The book of Ezra records two separate time periods directly following the seventy years of Babylonian captivity. Ezra 1–6covers the first return of Jews from captivity, led by Zerubbabel—a period of twenty-three years beginning with the edict of Cyrus of Persia and ending at the rebuilding of the temple in Jerusalem (538–515 BC). Ezra 7–10 picks up the story more than sixty years later, when Ezra led the second group of exiles to Israel (458 BC). The book could not have been completed earlier than about 450 BC (the date of the events recorded in 10:17–44).
The events in Ezra are set in Jerusalem and the surrounding area. The returning exiles were able to populate only a tiny portion of their former homeland.
Why is Ezra so important?
The book of Ezra provides a much-needed link in the historical record of the Israelite people. When their king was dethroned and captured and the people exiled to Babylon, Judah as an independent nation ceased to exist. The book of Ezra provides an account of the Jews’ regathering, of their struggle to survive and to rebuild what had been destroyed. Through his narrative, Ezra declared that they were still God’s people and that God had not forgotten them.

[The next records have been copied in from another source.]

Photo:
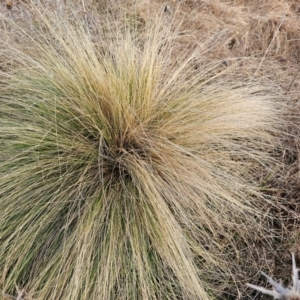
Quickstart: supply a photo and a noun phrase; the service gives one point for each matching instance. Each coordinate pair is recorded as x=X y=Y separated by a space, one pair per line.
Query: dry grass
x=131 y=156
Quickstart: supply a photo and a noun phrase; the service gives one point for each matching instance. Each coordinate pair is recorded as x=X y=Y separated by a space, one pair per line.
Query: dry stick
x=293 y=80
x=275 y=34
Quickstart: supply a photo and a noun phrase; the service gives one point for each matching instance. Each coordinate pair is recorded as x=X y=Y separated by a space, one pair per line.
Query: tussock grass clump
x=279 y=291
x=125 y=174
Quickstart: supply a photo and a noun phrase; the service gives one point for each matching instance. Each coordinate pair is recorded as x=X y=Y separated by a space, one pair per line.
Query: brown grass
x=209 y=71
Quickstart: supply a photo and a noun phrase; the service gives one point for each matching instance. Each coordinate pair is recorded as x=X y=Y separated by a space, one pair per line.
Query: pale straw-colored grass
x=125 y=174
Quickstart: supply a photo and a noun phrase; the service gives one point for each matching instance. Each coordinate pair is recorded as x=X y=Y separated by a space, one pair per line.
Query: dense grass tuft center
x=125 y=173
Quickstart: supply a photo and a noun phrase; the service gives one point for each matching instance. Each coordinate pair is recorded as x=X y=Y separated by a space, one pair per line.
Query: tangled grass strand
x=120 y=166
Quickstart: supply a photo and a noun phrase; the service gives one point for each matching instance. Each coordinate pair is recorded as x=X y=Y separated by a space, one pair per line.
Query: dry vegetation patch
x=148 y=150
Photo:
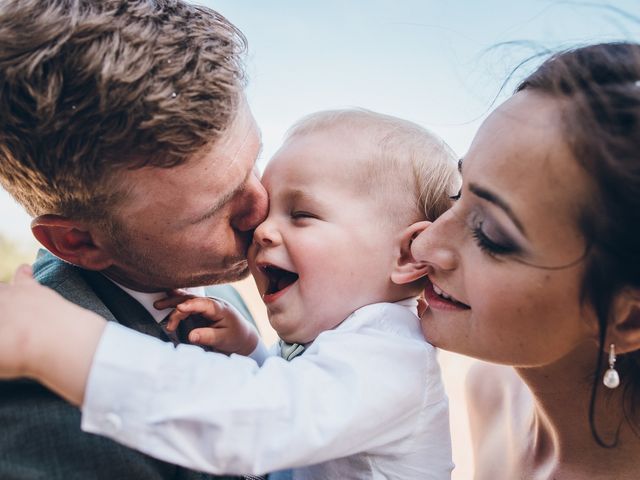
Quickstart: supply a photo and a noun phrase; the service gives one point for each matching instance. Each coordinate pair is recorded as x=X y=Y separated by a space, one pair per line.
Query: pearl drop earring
x=611 y=378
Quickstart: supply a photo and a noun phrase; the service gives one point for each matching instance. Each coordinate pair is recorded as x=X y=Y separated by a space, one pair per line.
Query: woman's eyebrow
x=499 y=202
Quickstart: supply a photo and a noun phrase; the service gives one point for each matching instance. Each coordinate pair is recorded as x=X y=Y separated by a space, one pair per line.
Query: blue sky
x=438 y=63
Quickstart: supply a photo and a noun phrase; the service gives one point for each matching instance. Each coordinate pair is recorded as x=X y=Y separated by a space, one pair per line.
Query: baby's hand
x=228 y=331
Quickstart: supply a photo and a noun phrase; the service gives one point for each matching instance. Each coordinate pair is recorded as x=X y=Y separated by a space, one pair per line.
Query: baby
x=349 y=190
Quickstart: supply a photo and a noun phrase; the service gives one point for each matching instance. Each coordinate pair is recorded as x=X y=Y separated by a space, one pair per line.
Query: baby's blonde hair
x=391 y=150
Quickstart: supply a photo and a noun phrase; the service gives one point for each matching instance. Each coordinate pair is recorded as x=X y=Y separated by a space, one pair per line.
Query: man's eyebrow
x=227 y=196
x=496 y=200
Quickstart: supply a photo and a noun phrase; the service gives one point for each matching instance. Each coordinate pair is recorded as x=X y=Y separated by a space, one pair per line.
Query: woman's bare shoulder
x=488 y=386
x=493 y=398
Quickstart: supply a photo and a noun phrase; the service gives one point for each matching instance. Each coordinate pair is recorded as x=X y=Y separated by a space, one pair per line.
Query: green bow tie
x=289 y=351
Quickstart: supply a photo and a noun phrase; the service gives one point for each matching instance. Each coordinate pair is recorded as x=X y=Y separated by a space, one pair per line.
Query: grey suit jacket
x=40 y=436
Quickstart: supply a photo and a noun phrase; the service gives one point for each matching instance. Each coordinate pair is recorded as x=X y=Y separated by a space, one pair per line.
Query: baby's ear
x=624 y=328
x=406 y=269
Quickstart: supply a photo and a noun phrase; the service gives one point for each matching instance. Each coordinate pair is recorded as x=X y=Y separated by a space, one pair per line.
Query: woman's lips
x=441 y=300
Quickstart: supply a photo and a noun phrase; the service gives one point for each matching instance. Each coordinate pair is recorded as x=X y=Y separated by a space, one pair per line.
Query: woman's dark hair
x=600 y=86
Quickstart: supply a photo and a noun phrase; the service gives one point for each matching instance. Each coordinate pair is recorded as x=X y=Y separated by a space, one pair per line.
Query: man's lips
x=441 y=300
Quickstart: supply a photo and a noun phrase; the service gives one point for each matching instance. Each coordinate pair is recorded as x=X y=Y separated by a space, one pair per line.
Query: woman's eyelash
x=486 y=244
x=302 y=214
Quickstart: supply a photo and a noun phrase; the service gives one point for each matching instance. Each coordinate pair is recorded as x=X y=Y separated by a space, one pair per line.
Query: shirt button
x=112 y=422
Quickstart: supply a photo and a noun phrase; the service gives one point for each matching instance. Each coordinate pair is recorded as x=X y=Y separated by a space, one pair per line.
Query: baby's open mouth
x=279 y=279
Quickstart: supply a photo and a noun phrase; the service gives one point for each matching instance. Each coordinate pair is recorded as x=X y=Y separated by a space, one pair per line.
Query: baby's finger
x=207 y=336
x=172 y=300
x=207 y=307
x=175 y=318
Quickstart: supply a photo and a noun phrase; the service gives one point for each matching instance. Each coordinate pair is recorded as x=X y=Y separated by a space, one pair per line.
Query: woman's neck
x=561 y=441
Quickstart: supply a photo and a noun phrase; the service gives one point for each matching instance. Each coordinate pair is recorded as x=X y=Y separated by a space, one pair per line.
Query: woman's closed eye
x=489 y=238
x=302 y=215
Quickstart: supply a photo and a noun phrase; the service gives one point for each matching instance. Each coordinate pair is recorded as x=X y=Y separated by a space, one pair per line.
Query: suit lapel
x=125 y=309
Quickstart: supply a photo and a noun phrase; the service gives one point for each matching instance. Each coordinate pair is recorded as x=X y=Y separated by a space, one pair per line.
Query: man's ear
x=406 y=268
x=624 y=327
x=71 y=241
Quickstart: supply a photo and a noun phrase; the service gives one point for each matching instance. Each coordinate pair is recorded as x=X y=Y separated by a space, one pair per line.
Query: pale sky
x=438 y=63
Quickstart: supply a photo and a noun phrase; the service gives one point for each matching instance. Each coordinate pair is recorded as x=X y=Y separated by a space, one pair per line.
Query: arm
x=226 y=415
x=30 y=342
x=229 y=415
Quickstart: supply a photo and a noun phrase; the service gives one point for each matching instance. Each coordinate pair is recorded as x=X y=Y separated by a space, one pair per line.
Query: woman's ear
x=71 y=241
x=624 y=327
x=406 y=269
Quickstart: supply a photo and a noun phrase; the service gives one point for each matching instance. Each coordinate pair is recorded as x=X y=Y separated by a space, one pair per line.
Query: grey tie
x=289 y=351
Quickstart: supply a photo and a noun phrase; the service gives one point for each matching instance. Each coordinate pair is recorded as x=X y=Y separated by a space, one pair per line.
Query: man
x=124 y=132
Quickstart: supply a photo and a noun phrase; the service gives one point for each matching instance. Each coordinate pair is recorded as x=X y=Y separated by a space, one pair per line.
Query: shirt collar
x=147 y=299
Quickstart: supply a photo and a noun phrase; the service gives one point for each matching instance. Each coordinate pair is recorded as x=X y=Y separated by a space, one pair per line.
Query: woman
x=537 y=266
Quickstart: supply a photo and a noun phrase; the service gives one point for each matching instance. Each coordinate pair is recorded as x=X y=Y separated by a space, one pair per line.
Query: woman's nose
x=436 y=245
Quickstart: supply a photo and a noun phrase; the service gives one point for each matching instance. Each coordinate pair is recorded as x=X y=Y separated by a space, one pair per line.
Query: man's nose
x=254 y=206
x=266 y=234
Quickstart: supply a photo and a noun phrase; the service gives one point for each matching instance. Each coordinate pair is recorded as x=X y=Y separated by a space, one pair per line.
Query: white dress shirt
x=364 y=401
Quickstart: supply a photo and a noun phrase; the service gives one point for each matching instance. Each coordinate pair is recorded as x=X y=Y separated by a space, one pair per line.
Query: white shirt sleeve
x=353 y=390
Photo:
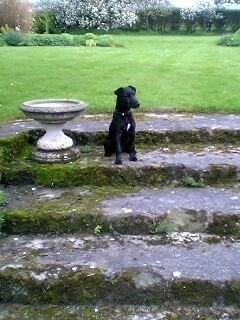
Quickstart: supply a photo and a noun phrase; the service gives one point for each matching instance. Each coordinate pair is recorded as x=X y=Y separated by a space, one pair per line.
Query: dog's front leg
x=118 y=149
x=132 y=151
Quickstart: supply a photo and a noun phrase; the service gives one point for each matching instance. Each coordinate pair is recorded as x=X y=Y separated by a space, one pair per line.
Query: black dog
x=121 y=136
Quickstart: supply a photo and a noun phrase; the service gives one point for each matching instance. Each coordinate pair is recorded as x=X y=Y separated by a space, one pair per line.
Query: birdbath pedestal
x=54 y=145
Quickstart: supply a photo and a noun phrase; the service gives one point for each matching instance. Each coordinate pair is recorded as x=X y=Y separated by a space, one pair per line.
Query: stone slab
x=120 y=312
x=149 y=122
x=117 y=270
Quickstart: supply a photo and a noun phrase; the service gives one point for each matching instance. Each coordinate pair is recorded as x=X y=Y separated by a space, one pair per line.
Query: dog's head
x=126 y=99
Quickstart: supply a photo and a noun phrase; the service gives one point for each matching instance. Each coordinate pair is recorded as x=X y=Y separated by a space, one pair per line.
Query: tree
x=205 y=15
x=189 y=18
x=16 y=14
x=45 y=16
x=95 y=14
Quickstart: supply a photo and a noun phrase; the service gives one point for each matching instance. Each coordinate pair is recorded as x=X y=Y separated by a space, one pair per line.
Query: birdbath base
x=54 y=146
x=55 y=156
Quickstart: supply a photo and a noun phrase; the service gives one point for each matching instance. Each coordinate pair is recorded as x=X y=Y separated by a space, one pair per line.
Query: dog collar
x=124 y=113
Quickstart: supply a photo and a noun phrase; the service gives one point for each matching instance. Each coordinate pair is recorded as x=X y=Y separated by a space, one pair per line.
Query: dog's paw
x=118 y=162
x=133 y=158
x=107 y=154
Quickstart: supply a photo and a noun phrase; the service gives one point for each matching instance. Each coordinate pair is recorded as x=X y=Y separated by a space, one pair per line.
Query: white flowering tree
x=188 y=16
x=96 y=14
x=206 y=14
x=153 y=13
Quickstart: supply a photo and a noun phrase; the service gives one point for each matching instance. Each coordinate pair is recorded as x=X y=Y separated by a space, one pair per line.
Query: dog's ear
x=133 y=88
x=118 y=91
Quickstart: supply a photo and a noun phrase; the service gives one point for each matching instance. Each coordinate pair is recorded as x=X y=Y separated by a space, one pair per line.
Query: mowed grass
x=175 y=73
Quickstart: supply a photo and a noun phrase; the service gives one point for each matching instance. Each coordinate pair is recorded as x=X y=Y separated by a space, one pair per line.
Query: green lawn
x=189 y=73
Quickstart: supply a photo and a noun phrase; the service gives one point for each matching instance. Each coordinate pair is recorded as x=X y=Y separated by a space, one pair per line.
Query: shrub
x=14 y=38
x=49 y=40
x=225 y=40
x=106 y=41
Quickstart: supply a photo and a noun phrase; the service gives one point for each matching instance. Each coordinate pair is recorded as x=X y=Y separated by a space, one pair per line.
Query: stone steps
x=154 y=168
x=155 y=239
x=170 y=311
x=118 y=270
x=212 y=210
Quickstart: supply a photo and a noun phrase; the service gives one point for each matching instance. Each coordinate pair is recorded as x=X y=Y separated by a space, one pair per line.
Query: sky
x=187 y=3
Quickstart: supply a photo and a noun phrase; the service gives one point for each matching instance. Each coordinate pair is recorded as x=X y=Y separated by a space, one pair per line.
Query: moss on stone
x=68 y=213
x=233 y=293
x=13 y=146
x=196 y=292
x=225 y=225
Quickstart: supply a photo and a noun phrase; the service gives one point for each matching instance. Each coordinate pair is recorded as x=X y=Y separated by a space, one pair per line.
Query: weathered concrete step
x=128 y=270
x=117 y=312
x=209 y=124
x=156 y=167
x=34 y=209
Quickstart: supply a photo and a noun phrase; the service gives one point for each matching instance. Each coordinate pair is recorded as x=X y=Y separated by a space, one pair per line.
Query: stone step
x=157 y=167
x=117 y=312
x=118 y=270
x=35 y=209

In the book of Ezra we witness the rebuilding of the new temple, the unification of the returning tribes as they shared common struggles and were challenged to work together. Later, after the original remnant had stopped work on the city walls and spiritual apathy ruled, Ezra arrived with another two thousand people and sparked a spiritual revival. By the end of the book, Israel had renewed its covenant with God and had begun acting in obedience to Him.
What’s the big idea?
Ezra’s narrative reveals two main issues faced by the returning exiles: (1) the struggle to restore the temple (Ezra 1:1–6:22) and (2) the need for spiritual reformation (7:1–10:44). Both were necessary in order for the people to renew their fellowship with the Lord.
A broader theological purpose is also revealed: God keeps His promises. Through the prophets, God had ordained that His chosen people would return to their land after a seventy-year exile. Ezra’s account proclaims that God kept His word, and it shows that when God’s people remained faithful to Him, He would continue to bless them. Hence, the book emphasizes the temple and proper worship, similar to Chronicles (which was also written during these days).
How do I apply this?
God moved the hearts of secular rulers (Cyrus, Darius, and Artaxerxes) to allow, even encourage and help, the Jewish people to return home. He used these unlikely allies to fulfill His promises of restoration for His chosen people. Have you encountered unlikely sources of blessing? Have you wondered how God can really work all things together for the good of those who are called by His name (Romans 8:28)? Take time today to acknowledge God’s sovereignty and mercy in your life. Recommit to Him your trust, your love, and your obedience.